懲戒解雇について、実名を社内外で公表しても良いですか?
社内か社外か、どこまでの情報、公表の方法によって許容範囲が異なります。
懲戒解雇をしたことを誰かに知られるということは、本人のプライバシーに関わってきます。
プライバシーによって保護されるのは、私生活について一般人であれば知られたくない事柄ですが、懲戒解雇をされた事実は知られたくないのが普通ですのでプライバシーにより保護されます。
しかし、このプライバシーが完全に保護されるということはありません。
社内での公表について、会社秩序を乱したからこそ懲戒解雇とされたのですから、その会社秩序を乱した者がどういった処分を受けたかを他の従業員が知りたいというのは合理的であり、秩序の回復にもつながります。

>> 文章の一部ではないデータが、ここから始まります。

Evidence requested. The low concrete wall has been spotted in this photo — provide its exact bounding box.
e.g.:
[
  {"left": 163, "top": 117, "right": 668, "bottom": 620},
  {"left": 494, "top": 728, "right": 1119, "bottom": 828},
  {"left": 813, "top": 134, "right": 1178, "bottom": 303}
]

したがって、社内では実名での公表は許されると解されます。
社外での不特定多数への公表、例えば会社のウェブサイト上における公表については慎重になるべきです。
懲戒解雇とした理由が会社の社会的信用を低下させたのであれば、低下した社会的信用を回復させる必要がありますので、社外での公表は許されます。
しかし、不特定多数への公表は、懲戒解雇に関係ない多くの人々への公表となりますので、特別な事情がない限りは匿名での公表に留めるべきだと考えます。
もっとも、取引先や顧客などで懲戒解雇とされた本人と直接に関係があったところから照会を受けたら、その関係先の限りで実名を伝えても差支えはありません。そこで胡麻化すと取引停止や契約打ち切りなどの二次被害が出かねないので、そこは何も隠さず真摯に謝罪する場面です。